2025年の調整相場でも安心?マイクロソフトが“守りも攻めもできる”理由

2025年の米国株市場では、主要テクノロジー企業で構成される「マグニフィセント・セブン」の多くが調整を余儀なくされていますが、その中でもマイクロソフト(MSFT)の株価下落幅は約13%にとどまっており、相対的に堅調な値動きを見せています。こうした安定感は、同社の多角的な事業モデルと堅牢な財務基盤に支えられています。

マイクロソフトの信用格付けは最上位

マイクロソフトはスタンダード&プアーズ(S&P)から「AAA」、ムーディーズ・インベスターズ・サービスから「Aaa」の信用格付けを受けています。この格付けは、2025年時点でアメリカの上場企業の中でも数社しか取得していないものであり、同社の財務的な安定性と資本市場での信頼度を物語っています。

多様な事業領域で安定成長を実現

マイクロソフトはクラウド(Azure)、ビジネスソフト(Microsoft 365)、SNS(LinkedIn)、ハードウェア(Surface)、ゲーム(Xbox)、開発者向けツール(GitHub)といった多様な事業を展開しています。

さらに、生成AIの分野では、オープンAIへの初期からの出資を通じてChatGPTやGPT-4、Copilotなどの製品に深く関与しており、Azure上で提供する「Azure OpenAI Service」は、企業ユーザー向けに大きな成長を遂げています。

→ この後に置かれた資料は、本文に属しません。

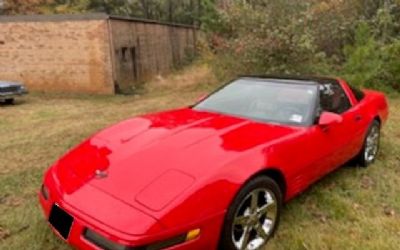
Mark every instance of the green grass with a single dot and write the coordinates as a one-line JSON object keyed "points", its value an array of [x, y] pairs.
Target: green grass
{"points": [[352, 208]]}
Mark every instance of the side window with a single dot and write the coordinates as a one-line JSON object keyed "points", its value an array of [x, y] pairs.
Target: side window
{"points": [[333, 98], [357, 93]]}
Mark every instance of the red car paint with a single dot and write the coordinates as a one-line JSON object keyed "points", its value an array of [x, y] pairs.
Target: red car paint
{"points": [[168, 173]]}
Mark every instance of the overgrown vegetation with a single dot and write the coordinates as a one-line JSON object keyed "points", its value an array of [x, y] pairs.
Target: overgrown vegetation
{"points": [[356, 39]]}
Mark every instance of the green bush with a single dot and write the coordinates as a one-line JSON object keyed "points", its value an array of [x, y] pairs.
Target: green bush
{"points": [[372, 63]]}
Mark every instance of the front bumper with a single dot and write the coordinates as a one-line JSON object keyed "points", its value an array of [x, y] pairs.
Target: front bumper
{"points": [[137, 234]]}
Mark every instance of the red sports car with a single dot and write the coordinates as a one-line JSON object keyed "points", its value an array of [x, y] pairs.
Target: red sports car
{"points": [[213, 175]]}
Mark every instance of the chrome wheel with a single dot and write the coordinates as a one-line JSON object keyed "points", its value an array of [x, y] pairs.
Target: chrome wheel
{"points": [[372, 144], [255, 220]]}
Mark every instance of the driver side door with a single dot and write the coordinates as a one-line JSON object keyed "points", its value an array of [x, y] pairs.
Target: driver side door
{"points": [[334, 141]]}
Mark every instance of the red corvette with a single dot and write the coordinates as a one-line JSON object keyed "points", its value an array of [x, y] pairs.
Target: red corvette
{"points": [[213, 175]]}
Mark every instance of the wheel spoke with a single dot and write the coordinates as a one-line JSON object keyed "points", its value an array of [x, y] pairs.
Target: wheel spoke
{"points": [[241, 220], [261, 232], [254, 201], [267, 208], [246, 238]]}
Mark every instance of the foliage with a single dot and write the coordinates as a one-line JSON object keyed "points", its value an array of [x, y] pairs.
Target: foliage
{"points": [[355, 39]]}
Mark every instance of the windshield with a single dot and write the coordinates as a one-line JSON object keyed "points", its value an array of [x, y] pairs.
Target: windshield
{"points": [[277, 101]]}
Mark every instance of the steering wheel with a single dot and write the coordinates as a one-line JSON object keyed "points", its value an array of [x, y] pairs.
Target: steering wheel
{"points": [[286, 112]]}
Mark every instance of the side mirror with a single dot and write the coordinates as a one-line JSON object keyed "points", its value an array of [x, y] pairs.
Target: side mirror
{"points": [[201, 98], [328, 118]]}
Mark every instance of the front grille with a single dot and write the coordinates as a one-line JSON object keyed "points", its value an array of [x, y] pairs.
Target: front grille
{"points": [[9, 89], [61, 221]]}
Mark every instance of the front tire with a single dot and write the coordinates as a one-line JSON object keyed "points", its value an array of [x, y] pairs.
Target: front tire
{"points": [[253, 217], [370, 148]]}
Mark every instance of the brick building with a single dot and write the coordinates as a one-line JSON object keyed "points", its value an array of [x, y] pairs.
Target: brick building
{"points": [[91, 53]]}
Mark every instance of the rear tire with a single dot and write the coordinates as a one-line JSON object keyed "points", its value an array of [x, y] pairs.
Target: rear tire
{"points": [[371, 145], [253, 217]]}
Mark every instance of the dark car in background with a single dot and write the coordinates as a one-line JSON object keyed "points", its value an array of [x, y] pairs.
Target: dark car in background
{"points": [[10, 90]]}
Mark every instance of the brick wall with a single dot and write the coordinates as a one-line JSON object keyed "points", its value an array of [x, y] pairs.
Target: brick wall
{"points": [[61, 56]]}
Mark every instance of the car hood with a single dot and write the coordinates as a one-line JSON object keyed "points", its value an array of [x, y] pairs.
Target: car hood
{"points": [[149, 161]]}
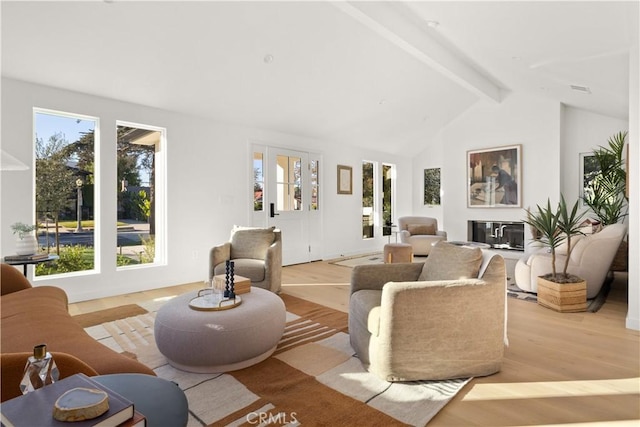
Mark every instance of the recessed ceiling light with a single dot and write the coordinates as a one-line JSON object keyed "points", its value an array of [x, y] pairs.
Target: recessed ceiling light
{"points": [[581, 89]]}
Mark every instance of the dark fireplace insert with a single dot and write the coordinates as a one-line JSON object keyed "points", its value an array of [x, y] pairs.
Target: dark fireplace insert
{"points": [[506, 235]]}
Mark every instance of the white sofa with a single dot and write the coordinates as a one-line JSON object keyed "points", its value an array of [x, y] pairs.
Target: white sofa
{"points": [[590, 259], [420, 232]]}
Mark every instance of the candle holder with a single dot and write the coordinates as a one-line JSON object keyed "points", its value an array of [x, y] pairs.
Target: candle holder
{"points": [[226, 279], [232, 293]]}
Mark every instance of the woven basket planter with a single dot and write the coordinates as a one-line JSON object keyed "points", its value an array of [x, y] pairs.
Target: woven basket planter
{"points": [[562, 297]]}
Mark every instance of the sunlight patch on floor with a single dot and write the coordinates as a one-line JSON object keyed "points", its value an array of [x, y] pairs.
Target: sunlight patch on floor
{"points": [[505, 391]]}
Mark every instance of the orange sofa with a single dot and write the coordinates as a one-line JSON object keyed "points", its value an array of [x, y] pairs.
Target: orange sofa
{"points": [[36, 315]]}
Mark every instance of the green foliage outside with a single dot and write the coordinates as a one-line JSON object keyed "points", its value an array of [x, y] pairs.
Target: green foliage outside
{"points": [[80, 258], [72, 258], [148, 254], [432, 186]]}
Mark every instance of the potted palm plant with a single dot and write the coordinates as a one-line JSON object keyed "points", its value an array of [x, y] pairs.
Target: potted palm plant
{"points": [[605, 193], [560, 291]]}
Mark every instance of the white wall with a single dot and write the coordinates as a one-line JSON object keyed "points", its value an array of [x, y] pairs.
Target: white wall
{"points": [[633, 313], [530, 121], [552, 136], [209, 186]]}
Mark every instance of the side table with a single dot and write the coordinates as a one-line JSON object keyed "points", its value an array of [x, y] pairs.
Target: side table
{"points": [[160, 401]]}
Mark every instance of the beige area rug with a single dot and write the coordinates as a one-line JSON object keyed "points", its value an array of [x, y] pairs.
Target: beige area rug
{"points": [[376, 258], [312, 379]]}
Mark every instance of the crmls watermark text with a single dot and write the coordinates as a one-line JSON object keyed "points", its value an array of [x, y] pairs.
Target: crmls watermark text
{"points": [[268, 418]]}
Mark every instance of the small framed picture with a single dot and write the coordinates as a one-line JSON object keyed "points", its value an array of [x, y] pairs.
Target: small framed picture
{"points": [[495, 177], [345, 179]]}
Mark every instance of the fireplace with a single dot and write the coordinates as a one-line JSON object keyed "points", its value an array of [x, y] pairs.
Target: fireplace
{"points": [[506, 235]]}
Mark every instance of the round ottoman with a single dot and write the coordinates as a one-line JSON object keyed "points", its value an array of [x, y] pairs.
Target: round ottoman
{"points": [[398, 252], [220, 341]]}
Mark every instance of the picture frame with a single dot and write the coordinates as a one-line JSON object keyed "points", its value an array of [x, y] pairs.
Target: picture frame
{"points": [[432, 186], [494, 177], [345, 179]]}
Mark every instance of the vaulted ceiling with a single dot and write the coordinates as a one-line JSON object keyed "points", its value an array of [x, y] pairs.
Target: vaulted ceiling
{"points": [[383, 75]]}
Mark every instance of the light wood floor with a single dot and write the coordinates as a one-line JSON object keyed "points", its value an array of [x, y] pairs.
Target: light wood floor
{"points": [[571, 368]]}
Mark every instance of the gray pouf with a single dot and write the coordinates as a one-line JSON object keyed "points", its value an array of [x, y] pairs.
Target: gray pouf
{"points": [[220, 341]]}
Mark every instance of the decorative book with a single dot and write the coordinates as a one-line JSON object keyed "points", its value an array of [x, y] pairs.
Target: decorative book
{"points": [[36, 408]]}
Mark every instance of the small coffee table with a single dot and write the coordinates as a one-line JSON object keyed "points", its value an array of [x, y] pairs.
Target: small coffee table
{"points": [[471, 244], [162, 402], [220, 341]]}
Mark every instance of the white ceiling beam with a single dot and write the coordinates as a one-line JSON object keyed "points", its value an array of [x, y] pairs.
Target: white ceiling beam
{"points": [[384, 19]]}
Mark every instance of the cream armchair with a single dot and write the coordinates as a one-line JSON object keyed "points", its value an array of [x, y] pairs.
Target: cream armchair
{"points": [[420, 232], [256, 253], [442, 319], [590, 260]]}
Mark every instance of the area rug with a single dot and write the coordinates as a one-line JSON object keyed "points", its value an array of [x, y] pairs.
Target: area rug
{"points": [[375, 258], [101, 316], [313, 377], [593, 304]]}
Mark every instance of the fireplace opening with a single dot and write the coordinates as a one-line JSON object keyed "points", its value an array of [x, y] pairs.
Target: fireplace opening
{"points": [[506, 235]]}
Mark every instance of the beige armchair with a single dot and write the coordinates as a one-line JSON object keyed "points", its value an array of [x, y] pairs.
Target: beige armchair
{"points": [[442, 319], [420, 232], [590, 260], [256, 253]]}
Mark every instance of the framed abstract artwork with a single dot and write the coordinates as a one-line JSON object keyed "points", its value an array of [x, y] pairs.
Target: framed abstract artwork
{"points": [[432, 186], [494, 177]]}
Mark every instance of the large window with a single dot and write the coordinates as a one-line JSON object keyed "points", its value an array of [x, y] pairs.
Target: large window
{"points": [[140, 210], [258, 181], [289, 183], [65, 181], [315, 184], [387, 199], [368, 205], [377, 198]]}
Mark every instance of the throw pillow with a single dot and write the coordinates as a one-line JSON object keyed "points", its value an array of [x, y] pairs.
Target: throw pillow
{"points": [[421, 229], [251, 242], [451, 262]]}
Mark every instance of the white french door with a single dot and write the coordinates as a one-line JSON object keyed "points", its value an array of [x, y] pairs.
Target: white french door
{"points": [[291, 202]]}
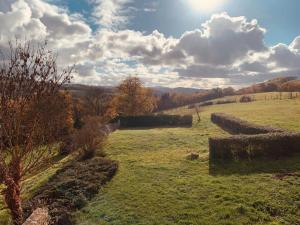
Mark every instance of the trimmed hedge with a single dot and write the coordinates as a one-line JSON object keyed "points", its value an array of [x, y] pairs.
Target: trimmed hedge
{"points": [[155, 121], [234, 125], [241, 147]]}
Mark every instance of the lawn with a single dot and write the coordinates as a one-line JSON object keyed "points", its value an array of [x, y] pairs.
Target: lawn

2024年には、Office製品群に統合された「Copilot for Microsoft 365」が法人向けに広く採用され、企業の生産性向上と業務効率化を後押ししました。これにより、AI分野の収益貢献も顕著になってきています。

エンタープライズ顧客との契約が業績を下支え

マイクロソフトは個人向けの製品も展開していますが、収益の大部分は法人顧客からの長期契約によって支えられています。例えばAzureやMicrosoft 365は多くの企業でインフラ的存在となっており、契約が解約されにくい特性を持っています。このビジネスモデルが、景気後退局面においても安定的な売上と利益を確保する要因となっています。

財務の健全性が際立つ「フォートレス・バランスシート」

2024年末時点で、マイクロソフトは715億ドル以上の現金および現金同等物を保有し、長期債務は約400億ドル、自己資本は3,020億ドルを超えており、債務比率は非常に低い水準です。このような財務体質は、将来的な大型投資や買収、AIインフラへの設備投資にも柔軟に対応できる力を持っています。

過去にはアクティビジョン・ブリザードの大型買収を通じてゲーム事業を強化するなど、資本の使い方も戦略的です。AI関連ではオープンAIと共同でスーパーコンピューティング環境の構築にも取り組んでおり、今後の成長ドライバーとして期待されています。

配当成長にも期待できる安定銘柄

マイクロソフトは20年以上にわたって四半期配当を増配し続けており、2025年も増配が発表される見込みです。配当利回りは1%台と控えめですが、配当成長率が高いため、長期的に保有することで「育つ配当株」としての魅力があります。

株価の上昇と配当の両方を期待できる銘柄として、マイクロソフトは投資家のポートフォリオに安定したキャッシュフローをもたらしてくれる貴重な存在です。